Thanks for the reply Paul. That's kind of what I thought ... trickle charge. Not something I'd want to do with a generator. I'll have to find a good quality charger.	Now pardon my ignorance here but let's say you had a dual 12 volt battery system. Can you use that external charger to charge both at once and if so, is it necessary to disconnect the batteries from the OB before charging?


----------



## NDKoze (Jan 5, 2011)

You didn't mention what year your new camper is.

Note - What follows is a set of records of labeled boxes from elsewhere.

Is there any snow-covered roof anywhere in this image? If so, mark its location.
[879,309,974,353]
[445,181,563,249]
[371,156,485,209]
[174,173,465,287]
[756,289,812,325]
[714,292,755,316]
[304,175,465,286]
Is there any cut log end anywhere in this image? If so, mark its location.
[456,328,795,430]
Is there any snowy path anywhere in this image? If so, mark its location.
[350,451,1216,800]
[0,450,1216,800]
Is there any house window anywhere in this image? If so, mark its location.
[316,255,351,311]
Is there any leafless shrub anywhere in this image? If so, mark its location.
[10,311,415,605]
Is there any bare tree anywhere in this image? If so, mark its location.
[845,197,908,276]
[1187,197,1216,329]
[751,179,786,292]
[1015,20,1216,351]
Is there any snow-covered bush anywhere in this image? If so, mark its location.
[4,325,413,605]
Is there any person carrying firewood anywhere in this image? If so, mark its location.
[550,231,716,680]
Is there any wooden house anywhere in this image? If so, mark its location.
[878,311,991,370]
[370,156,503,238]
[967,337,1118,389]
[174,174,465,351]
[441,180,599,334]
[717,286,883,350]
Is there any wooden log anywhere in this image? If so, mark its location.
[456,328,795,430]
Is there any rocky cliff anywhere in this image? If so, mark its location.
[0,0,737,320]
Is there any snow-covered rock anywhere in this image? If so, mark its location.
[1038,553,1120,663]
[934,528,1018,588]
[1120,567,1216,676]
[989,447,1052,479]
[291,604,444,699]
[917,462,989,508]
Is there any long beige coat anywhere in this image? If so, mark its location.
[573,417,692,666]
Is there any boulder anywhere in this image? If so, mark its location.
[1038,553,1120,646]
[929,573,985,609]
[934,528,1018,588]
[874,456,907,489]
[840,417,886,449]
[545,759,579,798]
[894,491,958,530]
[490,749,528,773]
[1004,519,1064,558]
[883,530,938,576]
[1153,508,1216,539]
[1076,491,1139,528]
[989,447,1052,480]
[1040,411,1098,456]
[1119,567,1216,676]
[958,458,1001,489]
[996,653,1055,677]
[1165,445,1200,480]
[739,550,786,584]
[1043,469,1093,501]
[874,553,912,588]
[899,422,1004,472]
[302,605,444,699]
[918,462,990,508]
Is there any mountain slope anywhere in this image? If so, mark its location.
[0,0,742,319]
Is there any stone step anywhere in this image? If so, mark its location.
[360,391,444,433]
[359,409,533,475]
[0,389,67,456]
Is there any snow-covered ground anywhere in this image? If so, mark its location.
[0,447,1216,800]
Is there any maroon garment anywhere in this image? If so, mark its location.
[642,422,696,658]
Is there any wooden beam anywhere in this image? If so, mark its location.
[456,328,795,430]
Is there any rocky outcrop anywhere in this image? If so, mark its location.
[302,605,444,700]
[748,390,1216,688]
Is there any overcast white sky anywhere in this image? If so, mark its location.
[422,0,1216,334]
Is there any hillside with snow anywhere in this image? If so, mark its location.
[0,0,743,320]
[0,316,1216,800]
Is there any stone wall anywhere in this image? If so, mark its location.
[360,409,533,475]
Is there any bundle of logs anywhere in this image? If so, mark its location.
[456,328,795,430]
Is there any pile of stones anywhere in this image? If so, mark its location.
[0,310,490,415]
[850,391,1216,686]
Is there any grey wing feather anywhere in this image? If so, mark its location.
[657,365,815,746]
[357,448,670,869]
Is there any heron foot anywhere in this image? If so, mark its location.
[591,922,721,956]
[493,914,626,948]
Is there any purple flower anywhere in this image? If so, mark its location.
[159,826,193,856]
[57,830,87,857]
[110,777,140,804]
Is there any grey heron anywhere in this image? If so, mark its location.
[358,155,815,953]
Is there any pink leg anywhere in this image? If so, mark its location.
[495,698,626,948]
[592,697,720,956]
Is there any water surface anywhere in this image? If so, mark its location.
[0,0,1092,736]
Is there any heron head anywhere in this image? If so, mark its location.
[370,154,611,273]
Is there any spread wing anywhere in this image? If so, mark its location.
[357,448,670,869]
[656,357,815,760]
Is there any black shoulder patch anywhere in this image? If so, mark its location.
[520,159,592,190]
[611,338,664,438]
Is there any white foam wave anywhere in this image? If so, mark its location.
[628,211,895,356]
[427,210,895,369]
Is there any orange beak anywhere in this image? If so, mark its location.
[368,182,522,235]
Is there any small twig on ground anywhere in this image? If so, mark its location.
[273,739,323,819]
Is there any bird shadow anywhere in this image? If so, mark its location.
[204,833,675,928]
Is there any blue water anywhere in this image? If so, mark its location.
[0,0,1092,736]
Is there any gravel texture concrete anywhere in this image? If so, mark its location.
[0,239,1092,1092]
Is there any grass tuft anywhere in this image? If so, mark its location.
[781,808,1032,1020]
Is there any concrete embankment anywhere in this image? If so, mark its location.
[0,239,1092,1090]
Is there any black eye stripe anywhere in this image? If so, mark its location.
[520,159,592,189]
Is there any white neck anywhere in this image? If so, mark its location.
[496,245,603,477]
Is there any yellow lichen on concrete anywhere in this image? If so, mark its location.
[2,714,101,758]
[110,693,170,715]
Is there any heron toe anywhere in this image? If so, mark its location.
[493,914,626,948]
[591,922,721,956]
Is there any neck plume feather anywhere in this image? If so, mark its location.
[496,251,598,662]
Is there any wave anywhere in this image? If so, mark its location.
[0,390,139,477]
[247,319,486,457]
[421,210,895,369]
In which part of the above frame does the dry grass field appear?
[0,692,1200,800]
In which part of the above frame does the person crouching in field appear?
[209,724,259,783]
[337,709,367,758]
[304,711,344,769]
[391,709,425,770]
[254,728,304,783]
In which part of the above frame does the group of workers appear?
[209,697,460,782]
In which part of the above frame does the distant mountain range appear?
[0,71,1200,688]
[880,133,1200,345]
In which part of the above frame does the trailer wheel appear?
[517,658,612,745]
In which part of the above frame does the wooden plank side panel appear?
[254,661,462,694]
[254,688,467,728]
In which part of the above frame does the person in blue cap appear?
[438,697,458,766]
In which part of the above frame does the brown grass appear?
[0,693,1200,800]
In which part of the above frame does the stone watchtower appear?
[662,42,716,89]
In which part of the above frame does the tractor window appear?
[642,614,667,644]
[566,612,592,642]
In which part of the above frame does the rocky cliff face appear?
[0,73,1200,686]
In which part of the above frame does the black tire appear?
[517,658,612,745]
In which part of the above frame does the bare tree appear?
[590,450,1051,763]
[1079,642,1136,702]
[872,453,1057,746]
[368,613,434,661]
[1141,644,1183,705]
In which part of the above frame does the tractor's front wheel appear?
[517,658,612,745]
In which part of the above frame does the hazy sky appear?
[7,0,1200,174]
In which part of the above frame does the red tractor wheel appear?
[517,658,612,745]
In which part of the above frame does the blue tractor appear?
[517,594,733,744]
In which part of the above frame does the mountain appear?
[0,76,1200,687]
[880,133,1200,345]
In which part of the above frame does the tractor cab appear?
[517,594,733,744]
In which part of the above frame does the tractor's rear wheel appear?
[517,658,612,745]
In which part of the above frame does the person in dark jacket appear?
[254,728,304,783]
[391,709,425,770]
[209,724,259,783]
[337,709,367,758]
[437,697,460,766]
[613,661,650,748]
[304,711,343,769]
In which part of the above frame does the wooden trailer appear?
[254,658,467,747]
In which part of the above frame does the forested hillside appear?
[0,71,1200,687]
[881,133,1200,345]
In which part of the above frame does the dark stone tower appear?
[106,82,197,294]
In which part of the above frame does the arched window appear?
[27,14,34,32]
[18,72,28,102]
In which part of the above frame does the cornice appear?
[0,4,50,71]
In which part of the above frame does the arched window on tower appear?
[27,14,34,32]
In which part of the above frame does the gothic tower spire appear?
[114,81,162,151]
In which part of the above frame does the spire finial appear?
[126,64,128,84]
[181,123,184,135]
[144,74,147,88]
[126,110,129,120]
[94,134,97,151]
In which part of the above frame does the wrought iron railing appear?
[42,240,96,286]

What has already been said is true about adding a hitch to the bumper of an Outback. However, if it is a 2011 10th Anniversary edition, they all include a hitch/frame mounted Class 1 (1 1/4") hitch with 250lb capacity. It is not meant to tow anything, but should satisfy most bike racks and or hitch racks as long as you don't go over the 250lb capacity.


----------



## clarkely (Sep 15, 2008)

Congrats and welcome!! love the floor plan


----------



## willingtonpaul (Apr 16, 2010)

AK or Bust said:


> not that efficient at all. it would most likely take 12-18 hours min. it is better to plug a battery charger into the genset and put the charger on the battery....learned that trick from a buddy i camp with. the onboard charger is not efficient at all really.


Thanks for the reply Paul. That's kind of what I thought ... trickle charge. Not something I'd want to do with a generator. I'll have to find a good quality charger.	Now pardon my ignorance here but let's say you had a dual 12 volt battery system. Can you use that external charger to charge both at once and if so, is it necessary to disconnect the batteries from the OB before charging?
[/quote]

i know you don't have to disconnect the batteries to charge them. i have never tried to charge two 12V batteries wired in parallel. but i would think that positive to the positive out to the trailer, and negative to the negative that is grounded to the trailer, and you are charging them at the same time. i am sure others with more experience will chime in, or you can post another topic.....

i have always just charged ONE 12V. but this season, i am upgrading to tow 6V trojan T-145's wired in series, with a 120W portable solar panel w/integrated charge controller, using the genset and charger only for backup for that.....


----------



## CdnOutback (Apr 16, 2010)

You can charge both 12 volt batteries in parallel. Connect the positive cable to the positive post on battery #1 and the negative cable to the negative on battery #2. Current flows the path of least resistance and this way it will flow through both batteries an equal amount.


----------



## sunnybrook29 (Oct 7, 2009)

You say " dual " 12 volts , I assume that you mean two twelve volt batts , wired poss to poss and neg to neg ! If so you would charge both at the same time by placing the battery charger connectors on any poss and any neg . " Dual some times imply something different !
The batts should be of the same kind and age/condition .


----------



## Oregon_Camper (Sep 13, 2004)

Pictures make it much easier.


----------